Reencontro de amantes

Marco Medeiros encena "Telhados de Vidro", de David Hare, no Teatro da Trindade

Reencontro de amantes

Depois do grande sucesso de O diário de Anne Frank, o encenador Marco Medeiros regressa ao Teatro da Trindade INATEL para encenar Telhados de Vidro, aclamada peça do dramaturgo britânico David Hare. Diogo Infante e Benedita Pereira interpretam um casal de ex-amantes que se reencontra anos depois do fim abrupto da relação. O jovem ator Tomás Taborda completa o elenco.

O desafio de encenar Telhados de Vidro (Skylight, no original) partiu de Diogo Infante que, enquanto diretor artístico do Teatro da Trindade INATEL, “enviou vários textos” a Marco Medeiros no sentido de ambos avançarem com um novo projeto criativo, depois de colaborações bem sucedidas em Ricardo III e O diário de Anne Frank.

“Entre eles estava a peça de David Hare, na qual, quando a li, não me revi”, confessa o encenador. Contudo, numa segunda leitura, Medeiros percebeu haver ali “muita coisa” que lhe interessava, “muita matéria que importa debater na sociedade”, ou não fosse a peça “sobre a essência humana”, e não só sobre a relação amorosa tumultuosa entre um homem e uma mulher.

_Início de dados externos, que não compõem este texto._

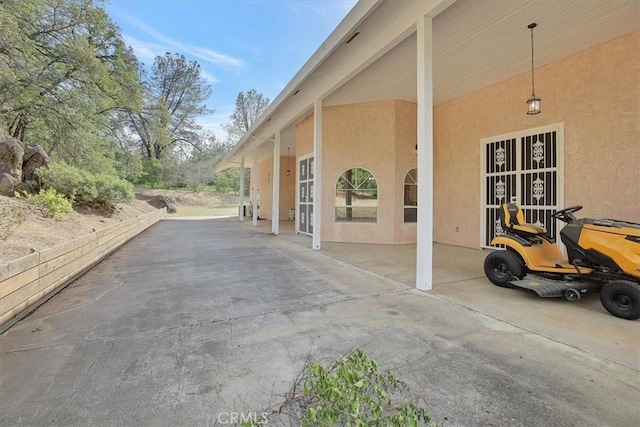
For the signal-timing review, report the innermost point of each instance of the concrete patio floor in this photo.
(197, 318)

Embora escrita em 1995, ainda na ressaca da longa vigência de Margaret Thatcher enquanto primeira ministra britânica, Telhados de Vidro mantém-se uma peça extremamente atual, mesmo quando assume um traço mais politizado. Porque, para além de não corresponder às convenções do drama romântico ao qual o grande público está habituado, o texto de Hare transforma o reencontro entre os dois amantes numa batalha ideológica entre o pragmatismo e a frieza liberal do empresário bem-sucedido e a sensibilidade social de uma professora destacada numa escola dos arrabaldes da grande cidade.

Uma reflexão sobre a culpa

“Ao fugir a códigos, barreiras e regras estabelecidas”, a peça de Hare vai revelando camadas que subtilmente se vão destapando. E é nesta complexidade do relacionamento entre dois amantes que o autor acaba por propor uma grande reflexão sobre a expiação da culpa.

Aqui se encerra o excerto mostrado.